Autoscaling#

This guide explains how to configure autoscaling for DynamoGraphDeployment (DGD) services using the sglang-agg example from examples/backends/sglang/deploy/agg.yaml.

Example DGD#

All examples in this guide use the following DGD:

# examples/backends/sglang/deploy/agg.yaml
apiVersion: nvidia.com/v1alpha1
kind: DynamoGraphDeployment
metadata:
  name: sglang-agg
  namespace: default
spec:
  services:
    Frontend:
      dynamoNamespace: sglang-agg
      componentType: frontend
      replicas: 1

    decode:
      dynamoNamespace: sglang-agg
      componentType: worker
      replicas: 1
      resources:
        limits:
          gpu: "1"

Key identifiers:

  • DGD name: sglang-agg

  • Namespace: default

  • Services: Frontend, decode

  • dynamo_namespace label: default-sglang-agg (used for metric filtering)

Overview#

Dynamo provides flexible autoscaling through the DynamoGraphDeploymentScalingAdapter (DGDSA) resource. When you deploy a DGD, the operator automatically creates one adapter per service (unless explicitly disabled). These adapters implement the Kubernetes Scale subresource, enabling integration with:

Autoscaler

Description

Best For

KEDA

Event-driven autoscaling (recommended)

Most use cases

Kubernetes HPA

Native horizontal pod autoscaling

Simple CPU/memory-based scaling

Dynamo Planner

LLM-aware autoscaling with SLA optimization

Production LLM workloads

Custom Controllers

Any scale-subresource-compatible controller

Custom requirements

⚠️ Deprecation Notice: The spec.services[X].autoscaling field in DGD is deprecated and ignored. Use DGDSA with HPA, KEDA, or Planner instead. If you have existing DGDs with autoscaling configured, you’ll see a warning. Remove the field to silence the warning.

Architecture#

┌──────────────────────────────────┐          ┌─────────────────────────────────────┐
│   DynamoGraphDeployment          │          │   Scaling Adapters (auto-created)   │
│   "sglang-agg"                   │          │   (one per service)                 │
├──────────────────────────────────┤          ├─────────────────────────────────────┤
│                                  │          │                                     │
│  spec.services:                  │          │  ┌─────────────────────────────┐    │      ┌──────────────────┐
│                                  │          │  │ sglang-agg-frontend         │◄───┼──────│   Autoscalers    │
│    ┌────────────────────────┐◄───┼──────────┼──│ spec.replicas: 1            │    │      │                  │
│    │ Frontend: 1 replica    │    │          │  └─────────────────────────────┘    │      │  • KEDA          │
│    └────────────────────────┘    │          │                                     │      │  • HPA           │
│                                  │          │  ┌─────────────────────────────┐    │      │  • Planner       │
│    ┌────────────────────────┐◄───┼──────────┼──│ sglang-agg-decode           │◄───┼──────│  • Custom        │
│    │ decode:   1 replica    │    │          │  │ spec.replicas: 1            │    │      │                  │
│    └────────────────────────┘    │          │  └─────────────────────────────┘    │      └──────────────────┘
│                                  │          │                                     │
└──────────────────────────────────┘          └─────────────────────────────────────┘

How it works:

  1. You deploy a DGD with services (Frontend, decode)

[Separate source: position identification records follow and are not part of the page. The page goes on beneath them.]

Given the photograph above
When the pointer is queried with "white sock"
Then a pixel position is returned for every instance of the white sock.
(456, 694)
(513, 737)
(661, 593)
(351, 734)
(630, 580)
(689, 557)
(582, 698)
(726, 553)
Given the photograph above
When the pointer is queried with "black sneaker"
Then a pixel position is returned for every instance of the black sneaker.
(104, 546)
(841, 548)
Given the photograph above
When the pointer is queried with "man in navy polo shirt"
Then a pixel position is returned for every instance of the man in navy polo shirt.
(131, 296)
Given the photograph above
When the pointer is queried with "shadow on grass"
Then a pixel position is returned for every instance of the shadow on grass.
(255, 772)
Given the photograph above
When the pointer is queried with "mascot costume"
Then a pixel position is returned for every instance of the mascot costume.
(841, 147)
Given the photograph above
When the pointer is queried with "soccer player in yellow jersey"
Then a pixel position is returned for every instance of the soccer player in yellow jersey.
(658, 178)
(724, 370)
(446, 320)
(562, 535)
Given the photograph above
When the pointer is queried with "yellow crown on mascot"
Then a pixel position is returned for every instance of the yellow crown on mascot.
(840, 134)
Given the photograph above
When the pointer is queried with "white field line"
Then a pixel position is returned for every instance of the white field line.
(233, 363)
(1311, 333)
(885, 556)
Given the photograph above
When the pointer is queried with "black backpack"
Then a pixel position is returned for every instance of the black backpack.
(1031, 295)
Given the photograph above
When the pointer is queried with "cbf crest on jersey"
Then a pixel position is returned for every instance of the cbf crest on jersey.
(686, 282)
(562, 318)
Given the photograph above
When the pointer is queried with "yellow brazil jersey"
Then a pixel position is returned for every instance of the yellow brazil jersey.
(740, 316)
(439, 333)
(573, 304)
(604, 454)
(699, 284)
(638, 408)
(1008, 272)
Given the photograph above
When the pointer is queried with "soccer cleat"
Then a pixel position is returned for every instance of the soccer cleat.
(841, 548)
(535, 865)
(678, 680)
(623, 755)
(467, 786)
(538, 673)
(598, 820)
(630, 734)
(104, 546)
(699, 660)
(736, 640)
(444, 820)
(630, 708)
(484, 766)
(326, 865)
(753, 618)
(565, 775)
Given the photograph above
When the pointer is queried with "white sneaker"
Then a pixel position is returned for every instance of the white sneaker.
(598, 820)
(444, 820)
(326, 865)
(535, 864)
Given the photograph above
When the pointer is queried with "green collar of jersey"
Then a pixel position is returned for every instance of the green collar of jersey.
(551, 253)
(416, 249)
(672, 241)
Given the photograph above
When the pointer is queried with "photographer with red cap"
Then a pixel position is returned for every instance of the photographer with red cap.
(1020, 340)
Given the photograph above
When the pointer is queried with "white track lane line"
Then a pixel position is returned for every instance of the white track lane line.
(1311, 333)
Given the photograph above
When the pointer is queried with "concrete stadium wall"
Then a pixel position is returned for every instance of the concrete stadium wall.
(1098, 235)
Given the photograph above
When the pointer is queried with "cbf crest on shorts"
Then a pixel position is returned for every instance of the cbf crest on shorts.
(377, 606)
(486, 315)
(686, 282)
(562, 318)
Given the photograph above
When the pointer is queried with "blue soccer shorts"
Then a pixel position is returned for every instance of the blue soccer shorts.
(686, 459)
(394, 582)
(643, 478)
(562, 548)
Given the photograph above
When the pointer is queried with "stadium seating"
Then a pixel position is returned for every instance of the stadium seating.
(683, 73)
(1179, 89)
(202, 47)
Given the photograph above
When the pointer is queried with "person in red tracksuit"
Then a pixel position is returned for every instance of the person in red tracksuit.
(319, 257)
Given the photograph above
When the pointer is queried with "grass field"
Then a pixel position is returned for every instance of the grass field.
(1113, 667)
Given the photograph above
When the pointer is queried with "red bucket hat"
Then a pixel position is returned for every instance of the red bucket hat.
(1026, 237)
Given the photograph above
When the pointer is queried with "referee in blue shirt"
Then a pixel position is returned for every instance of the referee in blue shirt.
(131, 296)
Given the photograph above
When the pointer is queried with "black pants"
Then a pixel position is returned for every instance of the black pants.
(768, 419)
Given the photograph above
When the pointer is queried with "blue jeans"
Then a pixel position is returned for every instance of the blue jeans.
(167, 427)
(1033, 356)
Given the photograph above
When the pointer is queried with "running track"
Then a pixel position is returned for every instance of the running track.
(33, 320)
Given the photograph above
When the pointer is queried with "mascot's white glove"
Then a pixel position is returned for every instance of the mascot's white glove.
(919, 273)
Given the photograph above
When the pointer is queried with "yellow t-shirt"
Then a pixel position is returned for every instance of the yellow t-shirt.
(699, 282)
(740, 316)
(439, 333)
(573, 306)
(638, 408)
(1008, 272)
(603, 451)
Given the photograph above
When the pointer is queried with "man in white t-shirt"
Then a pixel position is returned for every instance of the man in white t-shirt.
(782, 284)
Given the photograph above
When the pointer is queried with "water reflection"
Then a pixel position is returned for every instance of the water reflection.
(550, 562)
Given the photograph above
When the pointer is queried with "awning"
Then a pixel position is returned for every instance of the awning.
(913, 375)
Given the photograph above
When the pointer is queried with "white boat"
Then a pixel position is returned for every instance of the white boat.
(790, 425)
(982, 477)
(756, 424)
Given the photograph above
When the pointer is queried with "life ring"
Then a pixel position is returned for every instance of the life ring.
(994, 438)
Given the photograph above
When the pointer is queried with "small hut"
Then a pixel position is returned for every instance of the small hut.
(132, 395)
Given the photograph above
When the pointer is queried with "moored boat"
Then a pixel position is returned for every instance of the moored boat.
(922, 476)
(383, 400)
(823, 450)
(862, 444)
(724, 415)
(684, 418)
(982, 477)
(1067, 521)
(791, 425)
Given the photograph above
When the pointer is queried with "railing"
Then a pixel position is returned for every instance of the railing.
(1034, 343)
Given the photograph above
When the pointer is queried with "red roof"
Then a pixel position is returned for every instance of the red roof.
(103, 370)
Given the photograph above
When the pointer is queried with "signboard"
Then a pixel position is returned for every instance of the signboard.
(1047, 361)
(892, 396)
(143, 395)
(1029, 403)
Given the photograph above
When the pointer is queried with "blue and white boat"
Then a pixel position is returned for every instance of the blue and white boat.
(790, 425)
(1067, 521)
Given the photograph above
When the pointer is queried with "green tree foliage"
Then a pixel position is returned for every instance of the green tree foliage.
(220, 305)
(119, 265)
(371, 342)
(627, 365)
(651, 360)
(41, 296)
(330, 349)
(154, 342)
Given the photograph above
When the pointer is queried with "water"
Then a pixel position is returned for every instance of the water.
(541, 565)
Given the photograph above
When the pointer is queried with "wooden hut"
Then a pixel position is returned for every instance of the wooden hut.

  2. The operator auto-creates one DGDSA per service

  3. Autoscalers (KEDA, HPA, Planner) target the adapters via /scale subresource

  4. Adapter controller syncs replica changes to the DGD

  5. DGD controller reconciles the underlying pods

Viewing Scaling Adapters#

After deploying the sglang-agg DGD, verify the auto-created adapters:

kubectl get dgdsa -n default

# Example output:
# NAME                  DGD         SERVICE    REPLICAS   AGE
# sglang-agg-frontend   sglang-agg  Frontend   1          5m
# sglang-agg-decode     sglang-agg  decode     1          5m

Replica Ownership Model#

When DGDSA is enabled (the default), it becomes the source of truth for replica counts. This follows the same pattern as Kubernetes Deployments owning ReplicaSets.

How It Works#

  1. DGDSA owns replicas: Autoscalers (HPA, KEDA, Planner) update the DGDSA’s spec.replicas

  2. DGDSA syncs to DGD: The DGDSA controller writes the replica count to the DGD’s service

  3. Direct DGD edits blocked: A validating webhook prevents users from directly editing spec.services[X].replicas in the DGD

  4. Controllers allowed: Only authorized controllers (operator, Planner) can modify DGD replicas

Manual Scaling with DGDSA Enabled#

When DGDSA is enabled, use kubectl scale on the adapter (not the DGD):

# ✅ Correct - scale via DGDSA
kubectl scale dgdsa sglang-agg-decode --replicas=3

# ❌ Blocked - direct DGD edit rejected by webhook
kubectl patch dgd sglang-agg --type=merge -p '{"spec":{"services":{"decode":{"replicas":3}}}}'
# Error: spec.services[decode].replicas cannot be modified directly when scaling adapter is enabled;
#        use 'kubectl scale dgdsa/sglang-agg-decode --replicas=3' or update the DynamoGraphDeploymentScalingAdapter instead

Disabling DGDSA for a Service#

If you want to manage replicas directly in the DGD (without autoscaling), you can disable the scaling adapter per service:

apiVersion: nvidia.com/v1alpha1
kind: DynamoGraphDeployment
metadata:
  name: sglang-agg
spec:
  services:
    Frontend:
      replicas: 2
      scalingAdapter:
        disable: true    # ← No DGDSA created, direct edits allowed

    decode:
      replicas: 1        # ← DGDSA created by default, managed via adapter

When to disable DGDSA:

  • You want simple, manual replica management

  • You don’t need autoscaling for that service

  • You prefer direct DGD edits over adapter-based scaling

When to keep DGDSA enabled (default):

  • You want to use HPA, KEDA, or Planner for autoscaling

  • You want a clear separation between “desired scale” (adapter) and “deployment config” (DGD)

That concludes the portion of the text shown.